With the reclamation of Telok Ayer Bay, this market had to be closed. A new market with the same octagonal shape was built on its present site in 1894 using Victorian cast-iron frames with intricate filigree ornamentation shipped from Glasgow.
Today, after a multi-million dollar renovation programme which has preserved its unique architecture, it is Singapore's first ''festival market''.
It has brought most of the old magic back, complete with a moving ''jacquemart'' in the shape of a turn-of-the-century Chinese street vendor which strikes 23 bells and plays melodies in the 10-storey high bell tower.
It is now said that in Lau Pa Sat you can enjoy the ''new old days''. It is a melting pot of the most delicious Asian ''street food''.
Here you will find everything from spicy skewered barbecued satay to strands of egg noodles, Mongolian grilled meats, Indian paratha, home-cooked nonya curries, authentic cuisine from the Indonesian town of Padang, piquant Vietnamese specialities, Hainanese beef noodles and chicken rice, exotic rice dumpling snacks to reasonably priced Asian feasts.
One can dine in the food hall or under the stars along the night food market next to Lau Pa Sat.
Those on the lookout can also pick up quaint and unusual bargains from the trolley carts or kiosks including silks of many colours, quirky crafts from Bali, silver and gold accessories, fresh flowers, and a host of interesting and exotic artifacts from all over Asia.

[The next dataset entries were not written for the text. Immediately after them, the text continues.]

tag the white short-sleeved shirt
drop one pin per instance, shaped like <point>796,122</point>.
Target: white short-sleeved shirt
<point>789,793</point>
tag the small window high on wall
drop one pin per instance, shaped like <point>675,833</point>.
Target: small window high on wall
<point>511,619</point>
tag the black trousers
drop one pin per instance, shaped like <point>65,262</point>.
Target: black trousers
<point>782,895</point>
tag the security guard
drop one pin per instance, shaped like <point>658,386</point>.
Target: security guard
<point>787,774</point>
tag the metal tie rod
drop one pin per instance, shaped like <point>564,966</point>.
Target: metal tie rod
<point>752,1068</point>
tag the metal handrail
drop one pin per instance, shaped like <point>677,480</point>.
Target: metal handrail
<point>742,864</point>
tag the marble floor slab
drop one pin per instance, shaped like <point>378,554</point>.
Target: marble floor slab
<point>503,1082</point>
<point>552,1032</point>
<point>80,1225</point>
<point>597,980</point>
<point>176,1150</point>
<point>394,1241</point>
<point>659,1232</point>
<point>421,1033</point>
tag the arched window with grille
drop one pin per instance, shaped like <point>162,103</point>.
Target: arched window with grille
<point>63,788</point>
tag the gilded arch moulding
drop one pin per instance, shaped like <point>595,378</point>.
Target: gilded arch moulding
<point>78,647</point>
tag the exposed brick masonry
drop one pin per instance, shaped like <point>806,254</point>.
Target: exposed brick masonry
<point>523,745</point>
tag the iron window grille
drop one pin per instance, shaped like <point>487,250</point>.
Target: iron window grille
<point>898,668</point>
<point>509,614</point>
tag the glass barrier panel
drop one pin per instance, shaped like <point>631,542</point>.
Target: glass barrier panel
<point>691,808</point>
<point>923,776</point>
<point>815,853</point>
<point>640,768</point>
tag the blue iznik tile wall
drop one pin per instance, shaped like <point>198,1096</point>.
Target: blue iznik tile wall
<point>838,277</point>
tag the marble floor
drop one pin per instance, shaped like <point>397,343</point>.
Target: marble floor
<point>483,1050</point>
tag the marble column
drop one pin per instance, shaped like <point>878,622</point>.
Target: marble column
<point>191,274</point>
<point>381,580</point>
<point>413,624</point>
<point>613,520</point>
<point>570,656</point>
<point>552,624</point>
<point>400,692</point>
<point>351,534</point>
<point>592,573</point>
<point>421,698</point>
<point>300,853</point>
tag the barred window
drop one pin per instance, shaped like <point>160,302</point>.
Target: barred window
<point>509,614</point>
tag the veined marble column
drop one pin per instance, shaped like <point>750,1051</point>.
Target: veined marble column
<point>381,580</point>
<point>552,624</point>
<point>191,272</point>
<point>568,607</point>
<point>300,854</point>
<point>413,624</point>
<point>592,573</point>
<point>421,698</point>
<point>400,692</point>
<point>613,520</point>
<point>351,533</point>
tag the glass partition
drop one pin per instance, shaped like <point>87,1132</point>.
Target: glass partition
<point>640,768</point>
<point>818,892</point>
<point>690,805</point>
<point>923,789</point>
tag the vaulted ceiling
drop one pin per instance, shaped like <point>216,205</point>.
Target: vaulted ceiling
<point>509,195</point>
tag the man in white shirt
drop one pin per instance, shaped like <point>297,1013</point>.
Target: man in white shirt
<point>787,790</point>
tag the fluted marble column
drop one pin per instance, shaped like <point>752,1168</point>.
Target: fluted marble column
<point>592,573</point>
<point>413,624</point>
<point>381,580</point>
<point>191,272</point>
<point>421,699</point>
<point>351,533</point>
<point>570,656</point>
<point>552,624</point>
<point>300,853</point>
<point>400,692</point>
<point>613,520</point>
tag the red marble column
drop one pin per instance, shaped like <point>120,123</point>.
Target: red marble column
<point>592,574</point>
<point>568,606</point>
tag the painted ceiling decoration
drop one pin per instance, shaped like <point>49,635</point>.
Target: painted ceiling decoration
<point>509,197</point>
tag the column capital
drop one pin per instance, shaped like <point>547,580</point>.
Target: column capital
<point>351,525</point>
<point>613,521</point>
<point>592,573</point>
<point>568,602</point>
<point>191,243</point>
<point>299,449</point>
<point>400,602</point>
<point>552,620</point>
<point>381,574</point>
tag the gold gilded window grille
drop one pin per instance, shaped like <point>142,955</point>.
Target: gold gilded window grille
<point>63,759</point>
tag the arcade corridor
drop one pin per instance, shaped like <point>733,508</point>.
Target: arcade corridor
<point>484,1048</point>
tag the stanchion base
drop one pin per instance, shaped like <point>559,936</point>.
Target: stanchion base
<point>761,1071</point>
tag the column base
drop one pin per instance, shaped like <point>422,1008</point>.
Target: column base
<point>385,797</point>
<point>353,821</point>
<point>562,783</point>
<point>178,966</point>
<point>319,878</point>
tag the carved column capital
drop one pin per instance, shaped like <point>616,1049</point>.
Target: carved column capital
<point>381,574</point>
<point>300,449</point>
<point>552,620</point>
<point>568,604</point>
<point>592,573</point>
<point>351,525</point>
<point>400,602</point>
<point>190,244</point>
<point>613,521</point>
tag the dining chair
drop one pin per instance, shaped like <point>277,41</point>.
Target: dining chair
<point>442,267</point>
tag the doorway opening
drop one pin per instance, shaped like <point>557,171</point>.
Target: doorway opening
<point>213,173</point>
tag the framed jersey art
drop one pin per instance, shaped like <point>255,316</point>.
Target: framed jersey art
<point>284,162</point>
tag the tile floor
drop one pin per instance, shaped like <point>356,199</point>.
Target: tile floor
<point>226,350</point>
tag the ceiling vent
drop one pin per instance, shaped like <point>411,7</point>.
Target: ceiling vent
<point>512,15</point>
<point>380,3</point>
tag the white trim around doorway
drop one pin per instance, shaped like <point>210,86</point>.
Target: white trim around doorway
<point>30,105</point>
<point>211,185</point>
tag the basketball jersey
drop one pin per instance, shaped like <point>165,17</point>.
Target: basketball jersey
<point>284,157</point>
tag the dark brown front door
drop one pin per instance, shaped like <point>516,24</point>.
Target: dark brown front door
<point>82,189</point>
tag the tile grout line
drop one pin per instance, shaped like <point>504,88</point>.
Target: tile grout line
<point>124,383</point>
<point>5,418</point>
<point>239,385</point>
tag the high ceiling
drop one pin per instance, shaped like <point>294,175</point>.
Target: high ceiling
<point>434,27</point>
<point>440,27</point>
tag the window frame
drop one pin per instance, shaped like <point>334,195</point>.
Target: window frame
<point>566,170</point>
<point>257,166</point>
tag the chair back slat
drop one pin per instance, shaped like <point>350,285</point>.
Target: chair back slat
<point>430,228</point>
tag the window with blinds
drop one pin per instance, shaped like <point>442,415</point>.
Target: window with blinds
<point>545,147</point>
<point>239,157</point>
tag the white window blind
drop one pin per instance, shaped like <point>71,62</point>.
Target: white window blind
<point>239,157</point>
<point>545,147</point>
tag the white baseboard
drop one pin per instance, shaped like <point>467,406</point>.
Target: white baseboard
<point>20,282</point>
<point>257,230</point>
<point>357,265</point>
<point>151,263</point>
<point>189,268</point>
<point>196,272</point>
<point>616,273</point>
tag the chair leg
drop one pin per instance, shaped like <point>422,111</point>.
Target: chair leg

The choice is dazzling.
Lau Pa Sat will also fascinate you with its performances by Chinese stilt-walkers, magicians, traditional Malay, Indian, and Chinese dancers and musicians, and storytellers.
It can easily immerse you in the various ethnic festivals that Singapore celebrates every year.
They are festivals that celebrate life, love and legends.
It is easy to visit Lau Pa Sat. All you have to do is jump on any one of the vintage-style Lau Pa Sat open-top double-decker buses which ply the business district along Orchard Road.